The court lost no time in acquitting the suspect, holding that the special investigative powers in question had been improperly exercised because, at the time they were exercised, there was no reasonable suspicion (or in any event no such suspicion as yet) that the suspect had committed a criminal offence. The court also held that the direct evidence obtained through the exercise of those powers was therefore inadmissible, as was the evidence subsequently obtained on that basis ("fruits of the poisonous tree").

We question whether and to what extent higher courts would uphold a judgment such as the one rendered in the above case.

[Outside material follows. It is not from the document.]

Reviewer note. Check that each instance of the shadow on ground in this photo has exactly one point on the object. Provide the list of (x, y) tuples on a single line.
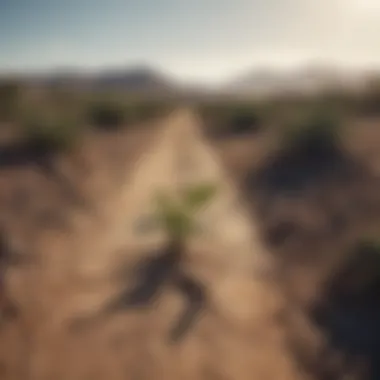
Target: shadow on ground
[(18, 154), (153, 277), (349, 312)]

After all, it is not a prerequisite for obtaining data regarding telephone communications that there be any concrete suspicion against a particular individual. If it is suspected that a crime has been committed – and provided a number of other conditions are satisfied – details of communications even of non-suspects may be obtained. Another question is whether the "reasonable suspicion" in the above case was not based, at least in part, on, for example, the TV broadcast and/or the subsequent criminal complaint for embezzlement of the records.

In any event, the judgment emphasises that an internal investigation must be of a sufficiently high quality and its results sufficiently conclusive if it is to be relied on as the basis for follow-up steps such as the bringing of criminal charges. That aside, we do not see why an unsigned report in draft form should per se be considered an insufficient basis for reasonable suspicion that a particular person has committed a criminal offence, as such suspicion does not require certainties or fully-developed conclusions and investigative findings. It would seem self-evident that whether and to what extent such a report can be relied on in any individual case depends very much on the specifics of the internal investigation and how the report is interpreted by the relevant authorities. There have certainly been cases in which less (or even far less) was considered sufficient.